La Stampa, 10 giugno 2017
Anche quest’anno la scuola ha deluso molte attese. Non nascondiamoci dietro la solita retorica. Fatichiamo a riconoscere le incredibili trasformazioni che tutti noi, ma soprattutto i nostri ragazzi, stiamo vivendo. Non siamo in grado di dar loro una risposta. E’ colpa di noi insegnanti, anche dei più lungimiranti. Abbiamo lasciato alla politica il compito di fornirci una visione e guidarci verso il cambiamento con riforme improbabili. Abbiamo fallito. Abbiamo anteposto noi stessi ai ragazzi e ci siamo affidati a burocrati inefficaci, il cui unico obiettivo è il mantenimento dello status quo. I ragazzi devono ritornare al centro della scuola perché insegnare è un lavoro meraviglioso. Il verbo latino insignare ha il significato di imprimere, incidere nella mente. Questa attività di incisione va oltre il semplice trasferimento di nozioni.
Il Mr. Ringold del romanzo di Philip Roth, Ho sposato un comunista , ci fornisce un’immagine memorabile dell’ insegnante: «La sua passione era spiegare, chiarire, scomporre ogni argomento (…) con spontaneità viscerale, una rivelazione per ragazzetti come noi, addomesticati e rispettabili (…)». «Nella società umana, pensare è la più grande trasgressione di tutte.
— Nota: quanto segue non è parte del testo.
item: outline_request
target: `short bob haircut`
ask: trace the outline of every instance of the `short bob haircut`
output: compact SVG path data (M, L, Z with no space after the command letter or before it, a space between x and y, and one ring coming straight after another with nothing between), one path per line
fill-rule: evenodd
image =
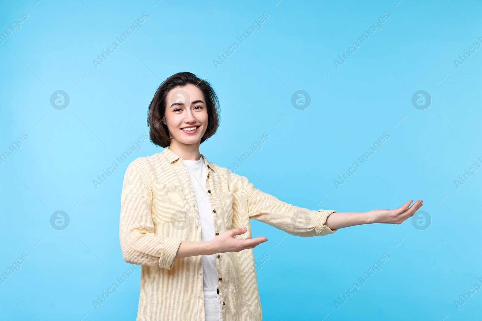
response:
M208 124L201 142L214 135L219 127L219 102L211 84L187 71L172 75L161 84L156 91L147 111L149 136L155 144L167 147L171 144L171 138L167 125L161 120L165 116L167 96L169 91L177 87L184 87L191 84L202 92L208 112Z

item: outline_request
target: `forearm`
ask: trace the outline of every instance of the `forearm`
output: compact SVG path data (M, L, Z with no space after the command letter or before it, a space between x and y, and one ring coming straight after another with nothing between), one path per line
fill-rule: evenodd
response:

Il pensiero cri-ti-co è la trasgressione più grande di tutte» (nostra traduzione). Il pensiero cri-ti-co è sillabato per accentuare una importante distinzione: ciò che merita di essere analizzato, scomposto ed eviscerato, contro ciò che va selezionato, sottratto ed eliminato. Creare, da imberbi esseri umani, degli audaci e intelligenti trasgressori dovrebbe forse essere la massima ambizione per ciascuno di noi. Mr Ringold avrebbe potuto fare altro nella vita, eppure decide di dedicare le sue giornate a plasmare dei ragazzetti. Così dovrebbe essere per molti di noi. L’insegnamento, al di là della retorica, dovrebbe essere la massima aspirazione di ciascuno di noi. Dovrebbe essere una liturgia, la volontà di chi ha le conoscenze e gli strumenti di costruire la società di domani attraverso i nostri figli.
Insegnare è anche un’attività complessa, impelagata in formule ripetitive, in rituali navigati di correzione e controllo, in automatismi formali e robotici, ma che al contempo si eleva e proietta (o almeno dovrebbe) all’innovazione, alla visione a 360°, alla curiosità e all’entusiasmo della scoperta incantata, libera e continua.
Creare una narrativa potente, vigorosa, anche quando l’ intento è uno scrutinio analitico, metodico e solido, richiede energia, impegno, ma anche molta immaginazione. Gli insegnanti, oggi, come ieri, molto spesso sono costretti (o si auto-costringono per abitudine e per rassegnazione?) dentro modelli reiterati e scontati, incastrati in un sistema immobile da generazioni, trasmesso dalla tradizione sedentaria e polverosa del banco, della cattedra, del programma da seguire.
Come si facilita il pensiero indipendente se costretti nella gabbia del manuale, del rituale «impartisco nozione, eseguo verifica?». Come si aiutano i giovani a trasgredire, a trovare la passione nell’ unica vera ricerca possibile, quella di chiedere criticamente «perché»? La separazione tra ciò che vale la pena e ciò che può essere sottratto non ha nulla a che vedere con sangue e sudore, o con l’imparare a memoria formule o declinazioni irregolari.
Il perché del pensiero critico è la forza di chi vuole essere un formidabile, audace e libero pensatore. Questo vale per l’insegnante e per lo studente. Ma non ci sono ricette o panacee. Nel disincanto, ma forse anche nella speranza, Roth conclude che la tirannia è sempre meglio organizzata della libertà. Che questa lunga estate serva a tutti noi, politica compresa, a riflettere sul nostro ruolo, a ridargli centralità e dignità, e quell’ attitudine verso il metodo, la scienza, la passione e l’entusiasmo di cui i nostri ragazzi e la nostra società hanno disperato bisogno.